En France et à Rome, le cardinal Sarah suscite autant d’engouement que de désapprobation. Qui est-il réellement ?

Un nouveau livre, la Force du silence (Fayard), qui fait déjà beaucoup parler de lui ; 335.000 exemplaires de Dieu ou rien (Pluriel) son livre d’entretiens, vendus dans le monde entier dont 32.000 en France, 12 traductions, une tournée triomphale dans le monde entier : le cardinal Sarah est devenu un auteur de best-sellers. Ses conférences font salle comble. Il faut dire que le prélat ne fait ni dans la langue de buis ni dans le politiquement correct, multipliant les phrases chocs et les cris d’alarme face à la « crise » spirituelle et morale de l’Occident. Le dernier en date, devant les 1200 scouts d’Europe réunis pour la Toussaint à Vézelay : « L’idéologie du genre, les libertés démocratiques sans mesure et sans limite et Daech ont tous la même origine satanique. »

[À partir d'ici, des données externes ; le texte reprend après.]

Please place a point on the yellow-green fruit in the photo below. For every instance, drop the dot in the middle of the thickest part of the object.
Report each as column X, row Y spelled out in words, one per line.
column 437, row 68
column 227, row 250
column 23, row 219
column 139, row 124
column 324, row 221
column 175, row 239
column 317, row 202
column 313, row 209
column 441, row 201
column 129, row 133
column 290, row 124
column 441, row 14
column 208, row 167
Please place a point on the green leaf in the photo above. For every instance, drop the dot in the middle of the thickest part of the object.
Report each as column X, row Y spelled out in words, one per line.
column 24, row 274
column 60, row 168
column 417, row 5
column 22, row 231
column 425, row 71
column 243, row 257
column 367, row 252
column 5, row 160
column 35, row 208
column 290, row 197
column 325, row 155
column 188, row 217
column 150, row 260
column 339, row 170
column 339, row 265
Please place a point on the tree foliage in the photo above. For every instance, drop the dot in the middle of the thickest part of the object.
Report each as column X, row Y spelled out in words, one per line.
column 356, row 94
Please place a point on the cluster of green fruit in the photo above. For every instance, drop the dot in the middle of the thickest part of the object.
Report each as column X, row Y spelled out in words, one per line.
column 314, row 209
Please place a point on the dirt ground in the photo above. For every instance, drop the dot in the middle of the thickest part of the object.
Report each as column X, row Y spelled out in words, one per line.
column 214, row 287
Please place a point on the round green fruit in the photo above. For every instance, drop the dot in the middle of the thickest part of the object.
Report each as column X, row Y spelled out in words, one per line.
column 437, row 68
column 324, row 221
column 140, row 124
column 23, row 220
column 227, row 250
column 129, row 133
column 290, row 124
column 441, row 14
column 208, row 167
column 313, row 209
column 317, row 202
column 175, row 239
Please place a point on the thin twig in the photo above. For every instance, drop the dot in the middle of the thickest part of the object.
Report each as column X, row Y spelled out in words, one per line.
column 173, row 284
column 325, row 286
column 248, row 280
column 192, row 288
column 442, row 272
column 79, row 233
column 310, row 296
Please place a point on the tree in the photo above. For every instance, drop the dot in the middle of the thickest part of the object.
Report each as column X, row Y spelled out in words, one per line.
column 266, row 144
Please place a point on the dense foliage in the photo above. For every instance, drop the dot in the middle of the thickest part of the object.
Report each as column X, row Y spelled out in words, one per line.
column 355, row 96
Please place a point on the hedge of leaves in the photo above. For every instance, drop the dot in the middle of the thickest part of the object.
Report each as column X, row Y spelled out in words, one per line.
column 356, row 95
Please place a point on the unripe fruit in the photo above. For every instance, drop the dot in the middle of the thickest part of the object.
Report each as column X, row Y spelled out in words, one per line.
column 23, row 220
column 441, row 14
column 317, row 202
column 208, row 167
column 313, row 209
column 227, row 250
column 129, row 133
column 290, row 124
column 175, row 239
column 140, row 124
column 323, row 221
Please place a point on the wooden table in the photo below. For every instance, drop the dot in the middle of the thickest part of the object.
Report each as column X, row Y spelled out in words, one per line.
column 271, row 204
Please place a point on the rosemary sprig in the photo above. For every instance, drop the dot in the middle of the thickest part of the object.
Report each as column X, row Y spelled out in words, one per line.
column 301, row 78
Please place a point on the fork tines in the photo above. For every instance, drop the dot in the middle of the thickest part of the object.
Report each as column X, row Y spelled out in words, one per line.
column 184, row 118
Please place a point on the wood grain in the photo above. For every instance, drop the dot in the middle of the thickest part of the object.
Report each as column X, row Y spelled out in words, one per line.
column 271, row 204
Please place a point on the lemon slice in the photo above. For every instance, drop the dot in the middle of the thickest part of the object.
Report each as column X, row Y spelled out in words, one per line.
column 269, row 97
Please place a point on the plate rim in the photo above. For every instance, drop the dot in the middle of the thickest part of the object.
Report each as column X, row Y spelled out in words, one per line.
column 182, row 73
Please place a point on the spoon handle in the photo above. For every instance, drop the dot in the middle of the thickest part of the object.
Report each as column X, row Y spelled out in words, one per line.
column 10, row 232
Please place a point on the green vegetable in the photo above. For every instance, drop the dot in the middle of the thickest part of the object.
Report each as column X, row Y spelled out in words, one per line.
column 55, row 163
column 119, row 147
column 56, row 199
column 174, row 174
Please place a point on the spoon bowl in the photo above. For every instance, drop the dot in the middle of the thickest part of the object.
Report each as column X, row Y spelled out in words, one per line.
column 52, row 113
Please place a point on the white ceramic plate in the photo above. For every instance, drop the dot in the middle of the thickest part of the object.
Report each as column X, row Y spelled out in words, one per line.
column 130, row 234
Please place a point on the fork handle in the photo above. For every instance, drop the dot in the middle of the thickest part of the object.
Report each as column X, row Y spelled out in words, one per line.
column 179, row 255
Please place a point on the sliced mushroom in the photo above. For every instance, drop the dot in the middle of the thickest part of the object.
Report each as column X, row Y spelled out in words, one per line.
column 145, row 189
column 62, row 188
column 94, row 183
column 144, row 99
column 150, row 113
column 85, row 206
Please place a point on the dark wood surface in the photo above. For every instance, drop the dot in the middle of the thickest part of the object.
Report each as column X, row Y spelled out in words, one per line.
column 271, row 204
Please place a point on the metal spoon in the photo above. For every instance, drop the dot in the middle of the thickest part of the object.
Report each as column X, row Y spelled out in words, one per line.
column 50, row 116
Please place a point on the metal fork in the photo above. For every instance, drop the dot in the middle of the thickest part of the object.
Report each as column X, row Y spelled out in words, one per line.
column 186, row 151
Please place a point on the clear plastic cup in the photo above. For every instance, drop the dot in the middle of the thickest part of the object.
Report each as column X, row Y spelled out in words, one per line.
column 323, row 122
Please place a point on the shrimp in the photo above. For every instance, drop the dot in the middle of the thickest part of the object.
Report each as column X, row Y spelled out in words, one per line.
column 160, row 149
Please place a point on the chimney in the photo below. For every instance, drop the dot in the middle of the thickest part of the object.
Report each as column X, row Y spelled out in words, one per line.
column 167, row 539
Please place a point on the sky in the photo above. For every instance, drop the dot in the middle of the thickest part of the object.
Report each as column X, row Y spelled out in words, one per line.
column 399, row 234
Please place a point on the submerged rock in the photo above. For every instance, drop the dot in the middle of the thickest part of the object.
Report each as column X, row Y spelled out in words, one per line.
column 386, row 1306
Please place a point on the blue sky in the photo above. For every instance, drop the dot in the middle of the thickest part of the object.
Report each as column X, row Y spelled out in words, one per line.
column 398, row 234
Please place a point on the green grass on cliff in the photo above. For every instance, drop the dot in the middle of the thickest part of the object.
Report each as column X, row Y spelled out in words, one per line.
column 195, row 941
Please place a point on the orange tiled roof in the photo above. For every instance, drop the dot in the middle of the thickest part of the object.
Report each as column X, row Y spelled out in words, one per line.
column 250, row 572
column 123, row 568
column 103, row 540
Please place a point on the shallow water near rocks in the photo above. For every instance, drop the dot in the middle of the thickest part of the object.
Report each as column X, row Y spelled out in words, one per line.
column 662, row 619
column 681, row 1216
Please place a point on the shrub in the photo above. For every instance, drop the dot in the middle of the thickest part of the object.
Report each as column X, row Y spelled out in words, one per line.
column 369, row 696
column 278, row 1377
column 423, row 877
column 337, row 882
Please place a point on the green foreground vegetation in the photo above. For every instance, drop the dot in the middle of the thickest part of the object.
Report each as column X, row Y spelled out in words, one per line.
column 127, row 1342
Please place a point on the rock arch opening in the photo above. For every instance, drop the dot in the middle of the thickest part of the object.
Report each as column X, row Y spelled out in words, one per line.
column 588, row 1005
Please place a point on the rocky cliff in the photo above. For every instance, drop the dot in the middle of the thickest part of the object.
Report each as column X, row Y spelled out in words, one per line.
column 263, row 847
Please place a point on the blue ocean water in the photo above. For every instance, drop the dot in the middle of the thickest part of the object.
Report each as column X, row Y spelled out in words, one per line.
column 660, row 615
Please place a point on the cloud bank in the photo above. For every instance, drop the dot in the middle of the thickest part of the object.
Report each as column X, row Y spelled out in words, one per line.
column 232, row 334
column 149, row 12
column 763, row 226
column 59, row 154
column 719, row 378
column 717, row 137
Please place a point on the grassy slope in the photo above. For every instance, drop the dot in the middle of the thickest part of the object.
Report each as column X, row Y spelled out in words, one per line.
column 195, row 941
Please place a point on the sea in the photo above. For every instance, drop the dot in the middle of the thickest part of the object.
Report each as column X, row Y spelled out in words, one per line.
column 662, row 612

Comment expliquer son succès ? Est-il réellement l’opposant au pape François que beaucoup décrivent ? Le « phénomène Sarah » commence début 2015, avec la sortie de Dieu ou rien. Ce livre d’entretiens, le cardinal l’a écrit avec Nicolas Diat, déjà auteur d’un succès de librairie : L’homme qui ne voulait pas être pape (Albin Michel). Cette enquête fouillée sur le pontificat de Benoît XVI, publiée un an plus tôt, a fait couler beaucoup d’encre, notamment, ce qui est rare, du père Federico Lombardi, alors directeur du bureau de presse du Saint-Siège, qui se montre très critique : « L’auteur du livre, qui est à coup sûr un grand admirateur du pape Benoît, écrit-il, ne semble pas en revanche en être un bon disciple. » Titulaire d’un diplôme de communication politique, Nicolas Diat a travaillé quatre ans auprès de Laurent Wauquiez, dont il a été conseiller spécial, notamment au Quai d’Orsay.

La France, par ses missionnaires, m’a apporté la foi, l’Évangile, m’a communiqué les valeurs chrétiennes, humaines.

Sa popularité en France, le cardinal la doit à une attention et à une présence tout à fait particulière sur le territoire. Sur son compte Twitter, on trouve des messages de soutien à la France lors des attentats ou à l’occasion de profanations, des photos de ses déplacements dans des communautés religieuses françaises. Ainsi, il comble un besoin d’attention. Les catholiques français avaient pris l’habitude de se sentir au centre de la sollicitude de Rome sous le très francophile Benoît XVI, ce qui est moins le cas avec François, plus démonstratif à l’égard des périphéries.

Les encouragements du cardinal à la Manif pour tous lui valent des milliers d’admirateurs. Là où l’Église de France joue la carte de la modération et du consensus pour maintenir l’unité, il tranche par son langage radical. Problème : la reprise en boucle de ses propos et de son actualité sur des sites dits de « réinformation » identitaires, généralement politisés à la droite de la droite et hostiles au pape François, place un certain nombre de prêtres français dans la délicate posture de devoir faire le « service après-vente » auprès de jeunes catholiques, nourris par ces lectures.

« À mon avis, explique un de ses admirateurs, le problème est que ses partisans les plus zélés, mais pas forcément les plus fidèles, se retrouvent parmi les catholiques très critiques vis-à-vis de l’épiscopat français, habituellement attachés au pape mais sceptiques voire, pour certains, franchement hostiles, au pape François. Catholiques souvent politisés jusqu’à la confusion, qui confondent certains sites identitaires avec la doctrine sociale de l’Église. Tous ne sont évidemment pas comme ça, mais ceux-là sont les plus bruyants, sur les réseaux sociaux notamment. »

Pourtant, le cardinal n’est pas un homme de pouvoir ni un tacticien. Parmi ceux qui le connaissent bien, y compris ses détracteurs, il y a consensus sur ce point. C’est un non-politique, un mystique, qui oublie parfois qu’il évolue dans un monde ecclésial où tout est possiblement instrumentalisé.